NEMA connectors are power plugs and receptacles used for AC mains electricity in North America and other countries that use the standards set by the US National Electrical Manufacturers Association. NEMA wiring devices are made in current ratings from 15 to 60 amperes (A), with voltage ratings from 125 to 600 volts (V). Different combinations of contact blade widths, shapes, orientation, and dimensions create non-interchangeable connectors that are unique for each combination of voltage, electric current carrying capacity, and grounding system.
NEMA wall receptacles can be found installed in any orientation. Neither NEMA nor the US National Electrical Code nor the Canadian Electrical Code specify a preferred orientation, but the National Electrical Contractors Association's National Electrical Installation Standards (NECA 130-2010) specify that the preferred location of the ground is on top. When the ground blade of a receptacle is on the bottom, the neutral blade is on the upper left and the hot blade is on the upper right. All descriptions below assume this orientation (i.e. clockwise order is ground, neutral, hot for 120 V receptacle versions; and counter-clockwise for plug versions).
The Japanese plug and socket with narrow faces appear and works physically identical to NEMA 1-15, and such non-grounded receptacles are still common in Japan (though grounded 5-15R and 5-20R receptacles are slowly becoming more common). The Japanese system incorporates stricter dimensional requirements for the plug housing, different marking requirements, and mandatory testing and approval by METI or JIS.
In 46 of the 50 United States and all of Canada, tamper-resistant receptacles are required in new residential construction as of November 2013. These prevent contact by objects like keys or paper clips inserted into the socket. This is accomplished by an interlocking mechanism that requires hot and neutral blades inserted simultaneously to release the small doors blocking the slots. The grounding slot is not blocked by a door.
The 30 A plug and receptacle look similar to the 15 A one but larger. The higher-current versions are rare, with twist-locking plugs such as L6-30 or direct wiring more common. Generally 6-series non-locking plugs are used for such appliances as large room air conditioners, commercial kitchen equipment, and the occasional home arc welder. Single-phase 6-50 is commonly used on farms for silo unloaders, and is used with a 6-gauge flexible power cord up to 200 ft (61 m) long. The 6-50 is also used on arc welders. Some manufacturers of electric vehicle charging stations equip their 30-40 A Level 2 EVSEs with a 6-50 plug on a short cord, though it is becoming less common, with manufacturers now favoring the more common 14-50 plug.

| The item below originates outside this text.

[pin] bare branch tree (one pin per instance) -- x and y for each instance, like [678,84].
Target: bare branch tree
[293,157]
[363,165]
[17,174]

NEMA 10 connectors are a now deprecated type that had formerly been popular in the United States for use with high-wattage electric clothes dryers, kitchen ranges, and other high-power equipment. NEMA 14-30R and -50R connectors are have generally replaced NEMA 10 equipment for these applications. NEMA 10s are classified as 125/250 V non-grounding (hot-hot-neutral), and were designed to be used in a manner that indirectly grounds the appliance frame, though not in the manner consistent with most modern practice. The older practice was common before the requirement of a separate safety ground was incorporated in the National Electrical Code.
The NEMA 14 devices are four-wire grounding devices (hot-hot-neutral-ground) available in ratings from 15 to 60 A. The voltage rating is 250 V. Of the straight-blade NEMA 14 devices, only the 14-30 and 14-50 are in common use. The 14-30 is used for electric clothes dryers, the 14-50 is used for electric cooking ranges, and either may also be used for home charging of electric vehicles. The NEMA 14 connectors are essentially the replacements for the older NEMA 10 connectors described above, but with the addition of a dedicated grounding connection.
NEMA 21 series devices are specified for three-pole plus neutral, five-wire grounding devices for 3 phase 120/208Y supplies. According to NEMA, NEMA 21 straight-blade devices are "reserved for future configurations," so no designs for this series exist and no devices have been manufactured. There are however NEMA L21 series locking devices for 20 and 30 amp devices specified and available for these applications.